Students who wish to withdraw from all classes during a session must notify the University in writing. Students may contact the Registrar by mail, email, or fax. A student can call the Registrar’s office for a “Withdrawal Form”. A student who stops attending classes without notifying the University will receive a grade of “FW” (failure to withdraw). A grade of “FW” is equivalent to a failing (“F”) grade and is calculated as such when determining Grade Point Averages.

Students must officially withdraw before the end of the third week of classes in order to avoid being responsible for a grade in their classes.

10

Academic Probation

A student who fails to maintain a cumulative C (2.0) average in the undergraduate program, or a cumulative B (3.0) in the graduate program will be placed on academic probation.

Upon the completion of a minimum of 12 semester hours, the student will automatically be placed on academic probation if the student’s cumulative GPA falls below the required minimum for a student in good standing status (2.0 in the undergraduate programs and 3.0 in the graduate programs).
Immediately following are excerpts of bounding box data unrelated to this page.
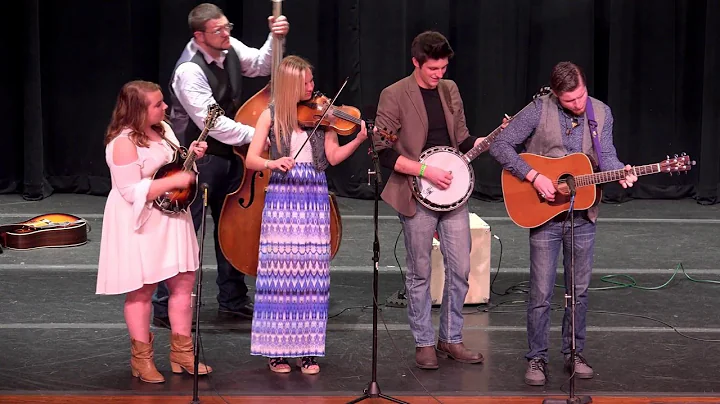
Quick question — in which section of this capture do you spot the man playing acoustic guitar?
[490,62,637,386]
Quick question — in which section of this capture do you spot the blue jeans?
[152,155,250,317]
[525,212,595,361]
[399,202,472,347]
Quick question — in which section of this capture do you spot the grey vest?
[268,104,330,171]
[169,48,242,158]
[525,94,605,222]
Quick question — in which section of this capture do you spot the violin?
[297,91,362,136]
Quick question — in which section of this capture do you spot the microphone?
[200,182,210,207]
[565,177,575,196]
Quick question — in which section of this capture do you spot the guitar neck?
[575,164,661,187]
[465,126,502,163]
[465,97,534,163]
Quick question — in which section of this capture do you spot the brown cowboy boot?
[415,346,439,370]
[436,341,484,363]
[130,333,165,383]
[170,334,212,375]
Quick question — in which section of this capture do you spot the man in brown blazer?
[376,31,483,369]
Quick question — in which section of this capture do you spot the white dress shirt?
[171,34,272,146]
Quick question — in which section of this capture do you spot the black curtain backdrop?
[0,0,720,204]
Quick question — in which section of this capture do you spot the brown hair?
[550,62,585,95]
[272,56,312,148]
[105,80,165,147]
[188,3,225,33]
[410,31,455,66]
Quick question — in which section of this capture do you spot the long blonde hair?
[273,56,312,150]
[105,80,165,147]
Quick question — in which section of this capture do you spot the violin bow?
[293,76,350,160]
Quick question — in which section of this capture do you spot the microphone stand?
[543,177,592,404]
[348,120,408,404]
[190,183,208,404]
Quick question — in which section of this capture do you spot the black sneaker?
[218,302,255,320]
[525,357,547,386]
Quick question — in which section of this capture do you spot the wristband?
[530,171,540,185]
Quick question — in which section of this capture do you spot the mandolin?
[0,213,90,250]
[153,104,225,214]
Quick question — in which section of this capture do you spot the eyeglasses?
[204,22,235,35]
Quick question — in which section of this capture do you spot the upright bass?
[218,0,342,276]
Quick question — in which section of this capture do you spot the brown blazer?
[375,74,470,216]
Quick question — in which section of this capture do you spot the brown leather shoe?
[130,333,165,383]
[170,333,212,375]
[436,341,484,363]
[415,346,439,369]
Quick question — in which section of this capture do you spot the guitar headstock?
[203,104,225,129]
[658,153,695,175]
[533,86,552,100]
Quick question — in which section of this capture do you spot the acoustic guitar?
[153,104,225,214]
[501,153,695,228]
[0,213,90,250]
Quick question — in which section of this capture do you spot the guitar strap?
[585,100,605,171]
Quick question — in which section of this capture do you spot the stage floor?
[0,195,720,403]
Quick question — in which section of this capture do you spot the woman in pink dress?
[96,81,212,383]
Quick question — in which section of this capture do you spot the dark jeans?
[525,212,595,361]
[152,155,250,317]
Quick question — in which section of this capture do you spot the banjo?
[411,87,550,212]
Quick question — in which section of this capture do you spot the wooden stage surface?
[0,395,720,404]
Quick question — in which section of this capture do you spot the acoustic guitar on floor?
[0,213,90,250]
[501,153,695,229]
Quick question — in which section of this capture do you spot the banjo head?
[412,146,475,211]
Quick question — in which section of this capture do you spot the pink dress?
[96,123,199,295]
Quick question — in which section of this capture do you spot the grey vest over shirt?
[525,94,605,222]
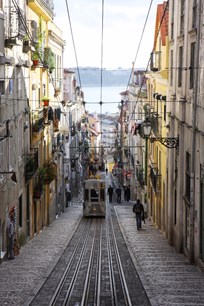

A student placed on academic probation will remain in this status for 12 credit hours or a maximum of 2 terms. Students on academic probation are limited to taking a maximum of 6 credits per term. After the 12 credits (maximum of 2 terms) on probation status, the student’s GPA is checked each term and if the GPA is below standard or there is no improvement toward the required program GPA, then the student may face academic dismissal.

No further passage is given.